Gnumin Phonology Sketch
|From:||jesse stephen bangs <jaspax@...>|
|Date:||Wednesday, July 18, 2001, 4:56|
I don't do this often, but I'm posting a phonological sketch on the
conlang I'm working on now, tentatively titled "Gnomin", pronounced
[g_Numin], with a nasally released [g].
This is my first attempt at a large phonology-conlang, as all of my
previous projects have had pretty small sets of phonemes. Counting
maximally, there are 99 phonemes in this lang, though I'll be giving a
less gigantic description here.
There are five different types of consonant articulations: voiceless,
aspirated, ejective, voiced, breathy voiced (murmured), and
nasal-released. In the bilabial series these are [p p_h p' b b_h b_m].
(The symbol for breathy voiced [b] should really be [b] with superscript
heng, but we'll use [b_h] in this message.)
These stops occur in four places of articulation: bilabial, alveolar,
velar, and uvular. The uvular series is defective, as it does not contain
any voiced sounds.
There are seven additional sounds, [s l m n N j w].
The consonant structure is (C)(S)V(S/N), where
C = any of the stops discussed above
S = [s l j w]
N = the nasals [m n N]
A peculiarity of the phonotactics is that the S sounds [s l j w]
assimilate with the features of the stop preceding them. Thus, combining
[p_h] with these, we get
[ps_h pl_0 pj_0 pw_0]
The aspiration of the [p] is pronounced following the [s], and the
inherently voiced approximants are devoiced as a feature of the
aspiration. When an ejective combines with an S sound, the entire cluster
is ejective, i.e. release of glottal closure does not occur until after
the S sound. Frex, /p's/ is [ps'], with the whole sequence [ps]
pronounced as an ejective.
The uvular series is defective in this respect, to as [q'] cannot occur
with any following sound. (If you want to know why, try to say [qs']).
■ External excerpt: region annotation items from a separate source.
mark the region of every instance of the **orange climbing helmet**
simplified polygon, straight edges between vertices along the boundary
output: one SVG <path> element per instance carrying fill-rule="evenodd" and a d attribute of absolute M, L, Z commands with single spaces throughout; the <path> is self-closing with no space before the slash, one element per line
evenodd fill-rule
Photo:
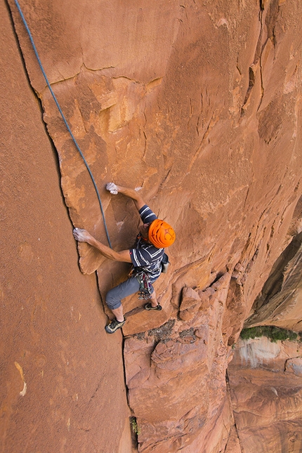
<path fill-rule="evenodd" d="M 175 238 L 174 230 L 164 221 L 157 218 L 149 227 L 148 239 L 158 249 L 164 249 L 172 245 Z"/>

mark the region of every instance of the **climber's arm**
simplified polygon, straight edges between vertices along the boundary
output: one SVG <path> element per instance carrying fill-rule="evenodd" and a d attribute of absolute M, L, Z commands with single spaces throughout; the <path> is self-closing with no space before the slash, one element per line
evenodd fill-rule
<path fill-rule="evenodd" d="M 96 240 L 91 235 L 90 235 L 86 230 L 80 228 L 74 228 L 73 230 L 73 235 L 75 239 L 79 242 L 87 242 L 89 245 L 95 247 L 100 251 L 102 255 L 106 258 L 115 261 L 122 261 L 123 263 L 131 263 L 130 258 L 129 250 L 122 250 L 122 251 L 114 251 L 110 247 L 107 247 L 102 242 Z"/>
<path fill-rule="evenodd" d="M 145 204 L 140 194 L 135 189 L 117 185 L 114 183 L 108 183 L 106 185 L 106 189 L 112 194 L 122 193 L 125 197 L 133 199 L 138 211 Z"/>

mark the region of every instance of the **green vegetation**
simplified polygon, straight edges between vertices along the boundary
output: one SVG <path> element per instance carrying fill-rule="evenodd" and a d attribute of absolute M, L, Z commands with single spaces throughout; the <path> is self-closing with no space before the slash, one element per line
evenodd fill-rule
<path fill-rule="evenodd" d="M 302 332 L 298 334 L 292 330 L 280 329 L 280 327 L 275 327 L 275 326 L 257 326 L 256 327 L 243 329 L 240 334 L 240 337 L 244 340 L 260 338 L 261 336 L 266 336 L 273 343 L 278 340 L 280 341 L 284 341 L 284 340 L 291 341 L 302 341 Z"/>

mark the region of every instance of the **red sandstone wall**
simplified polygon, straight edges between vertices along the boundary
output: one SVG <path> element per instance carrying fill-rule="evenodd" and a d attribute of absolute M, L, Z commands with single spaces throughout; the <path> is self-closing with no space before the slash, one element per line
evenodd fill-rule
<path fill-rule="evenodd" d="M 70 218 L 105 241 L 89 177 L 45 88 L 13 2 L 10 5 L 26 70 L 59 155 Z M 151 316 L 132 311 L 123 329 L 138 449 L 218 452 L 234 431 L 225 379 L 231 346 L 272 266 L 298 232 L 293 225 L 301 216 L 296 209 L 302 193 L 301 5 L 133 0 L 88 6 L 40 0 L 34 7 L 30 1 L 22 6 L 96 176 L 113 246 L 131 243 L 138 221 L 131 203 L 105 193 L 110 180 L 141 187 L 152 207 L 176 230 L 171 269 L 157 286 L 164 310 Z M 67 236 L 74 250 L 74 258 L 64 254 L 69 268 L 77 260 L 71 225 Z M 98 270 L 103 296 L 126 275 L 124 265 L 109 263 L 88 247 L 81 246 L 79 253 L 84 273 Z M 91 275 L 79 278 L 83 285 L 92 282 Z M 88 289 L 81 294 L 91 310 L 98 310 Z M 129 298 L 126 311 L 138 303 L 136 296 Z M 301 320 L 299 301 L 294 303 L 291 325 Z M 287 308 L 280 325 L 289 325 Z M 106 318 L 102 310 L 89 313 L 94 320 L 90 346 L 100 343 L 93 340 L 96 332 L 103 338 L 98 324 Z M 84 329 L 78 327 L 81 336 Z M 119 332 L 103 341 L 120 357 Z M 91 357 L 103 354 L 94 348 Z M 112 405 L 105 407 L 111 410 Z M 121 421 L 126 414 L 123 407 Z M 83 410 L 91 414 L 88 405 Z M 97 424 L 103 419 L 96 411 Z M 121 421 L 114 430 L 117 442 L 123 426 Z M 97 435 L 105 436 L 104 431 Z M 294 448 L 298 452 L 298 444 Z"/>
<path fill-rule="evenodd" d="M 78 268 L 55 150 L 0 5 L 0 451 L 129 453 L 121 337 L 105 334 L 95 275 Z"/>

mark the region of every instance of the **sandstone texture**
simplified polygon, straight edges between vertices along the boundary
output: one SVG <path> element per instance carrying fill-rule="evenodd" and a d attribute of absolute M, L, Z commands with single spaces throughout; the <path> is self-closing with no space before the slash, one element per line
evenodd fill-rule
<path fill-rule="evenodd" d="M 0 452 L 130 453 L 121 338 L 105 335 L 96 277 L 78 268 L 55 150 L 0 5 Z"/>
<path fill-rule="evenodd" d="M 57 417 L 49 424 L 55 430 L 53 442 L 60 445 L 49 441 L 47 450 L 43 443 L 44 431 L 34 423 L 40 403 L 17 407 L 17 400 L 12 398 L 21 397 L 8 393 L 4 408 L 9 409 L 3 412 L 5 451 L 20 450 L 18 436 L 25 428 L 14 435 L 15 441 L 11 441 L 11 433 L 27 412 L 32 424 L 26 430 L 27 441 L 28 445 L 37 442 L 37 447 L 31 447 L 37 451 L 299 451 L 300 403 L 293 403 L 294 395 L 297 400 L 300 398 L 295 383 L 299 354 L 289 353 L 291 362 L 287 365 L 296 393 L 291 393 L 289 387 L 282 393 L 273 382 L 273 372 L 266 368 L 266 374 L 258 370 L 255 383 L 249 377 L 251 383 L 244 393 L 244 367 L 237 376 L 232 370 L 239 367 L 237 347 L 233 348 L 244 322 L 298 330 L 302 321 L 302 4 L 298 0 L 21 1 L 52 88 L 99 188 L 112 247 L 121 250 L 133 244 L 139 219 L 131 200 L 105 191 L 105 183 L 112 180 L 136 188 L 176 232 L 177 240 L 167 251 L 171 263 L 169 273 L 155 285 L 162 311 L 146 312 L 136 295 L 127 298 L 123 301 L 127 316 L 123 332 L 107 336 L 103 327 L 112 314 L 105 304 L 106 291 L 126 277 L 129 266 L 79 244 L 81 273 L 77 267 L 71 223 L 107 244 L 103 218 L 90 176 L 46 86 L 15 4 L 13 0 L 8 4 L 9 9 L 2 4 L 13 49 L 6 52 L 1 68 L 7 81 L 3 86 L 7 112 L 4 141 L 10 144 L 6 174 L 11 174 L 13 162 L 14 181 L 19 181 L 17 156 L 24 156 L 26 174 L 32 180 L 25 178 L 20 192 L 26 199 L 27 194 L 38 193 L 40 198 L 34 200 L 41 200 L 43 210 L 34 205 L 32 198 L 32 206 L 20 208 L 15 216 L 15 241 L 6 227 L 8 250 L 13 250 L 6 251 L 6 262 L 15 273 L 10 280 L 10 268 L 6 268 L 5 278 L 18 281 L 25 268 L 28 288 L 20 299 L 27 305 L 20 301 L 13 306 L 18 316 L 20 313 L 25 316 L 27 327 L 17 320 L 14 331 L 22 336 L 28 331 L 28 336 L 25 341 L 18 338 L 20 352 L 13 353 L 18 359 L 11 360 L 15 350 L 10 343 L 4 362 L 9 363 L 11 374 L 5 385 L 13 385 L 13 375 L 21 383 L 26 381 L 25 365 L 20 358 L 27 357 L 25 350 L 34 348 L 53 363 L 51 353 L 43 352 L 46 343 L 51 344 L 50 351 L 57 351 L 56 343 L 63 342 L 60 366 L 65 374 L 58 365 L 56 377 L 51 374 L 53 393 L 47 396 L 45 412 L 46 416 L 54 413 Z M 8 48 L 2 39 L 3 47 Z M 11 54 L 18 60 L 20 75 L 13 71 Z M 6 86 L 15 96 L 12 105 L 8 103 Z M 26 111 L 20 107 L 25 105 Z M 10 117 L 11 112 L 16 112 L 14 117 Z M 34 126 L 39 132 L 33 131 Z M 40 136 L 47 143 L 45 149 L 52 159 L 48 164 Z M 58 152 L 59 168 L 50 140 Z M 23 143 L 37 164 L 24 152 Z M 62 204 L 58 173 L 71 223 Z M 53 188 L 48 187 L 51 183 Z M 12 193 L 8 191 L 5 206 L 11 212 L 15 205 L 25 204 L 17 195 L 11 199 Z M 28 212 L 34 214 L 29 217 Z M 43 228 L 36 217 L 43 219 Z M 19 222 L 32 232 L 32 237 L 42 230 L 45 243 L 41 242 L 41 244 L 36 242 L 35 247 L 41 245 L 39 253 L 44 254 L 44 277 L 32 272 L 34 265 L 40 265 L 41 256 L 29 233 L 21 241 L 25 235 Z M 19 268 L 13 253 L 17 247 Z M 19 291 L 24 291 L 14 286 L 13 300 L 19 301 Z M 55 299 L 51 319 L 46 316 L 50 308 L 44 287 L 46 293 L 48 288 L 51 290 L 47 300 Z M 59 301 L 58 291 L 64 291 L 61 298 L 68 303 Z M 21 311 L 25 306 L 27 311 Z M 6 319 L 11 315 L 18 320 L 12 310 L 7 308 Z M 44 316 L 39 326 L 48 333 L 45 343 L 35 336 L 37 327 L 28 327 L 37 313 Z M 8 326 L 4 331 L 8 335 L 11 331 Z M 25 347 L 26 341 L 29 346 Z M 228 383 L 225 375 L 234 350 Z M 66 351 L 70 351 L 73 362 Z M 283 356 L 282 360 L 284 364 Z M 72 363 L 70 372 L 67 362 Z M 247 373 L 252 376 L 250 368 Z M 32 365 L 27 369 L 28 374 L 34 372 Z M 281 372 L 275 376 L 283 382 Z M 81 381 L 84 396 L 74 422 L 70 405 L 79 393 L 75 384 L 69 390 L 68 379 Z M 281 398 L 280 407 L 277 400 L 268 400 L 272 409 L 268 411 L 268 427 L 263 418 L 256 420 L 258 395 L 265 393 L 265 379 L 276 390 L 277 395 L 270 390 L 274 398 Z M 55 390 L 55 380 L 60 391 Z M 37 388 L 41 391 L 38 383 Z M 60 412 L 62 395 L 67 400 Z M 248 426 L 244 405 L 249 404 L 252 395 L 256 415 Z M 26 402 L 26 398 L 28 390 L 21 401 Z M 132 446 L 130 414 L 138 426 L 136 445 Z M 65 422 L 64 432 L 55 425 L 61 422 L 58 420 Z M 55 431 L 58 434 L 54 435 Z M 259 442 L 265 442 L 266 437 L 272 449 L 261 450 Z"/>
Vowels are quite simple. There are only three qualities [i u a], which
also occur long [i: u: a:]. The short vowels might wind up being somewhat
laxed, to [I U @], though I'm not sure about that yet.
I'm not sure if I explained that well, but I'm open to
comments/suggestions from anyone.
Jesse S. Bangs email@example.com
"If you look at a thing nine hundred and ninety-nine times, you are
perfectly safe; if you look at it the thousandth time, you are in
frightful danger of seeing it for the first time."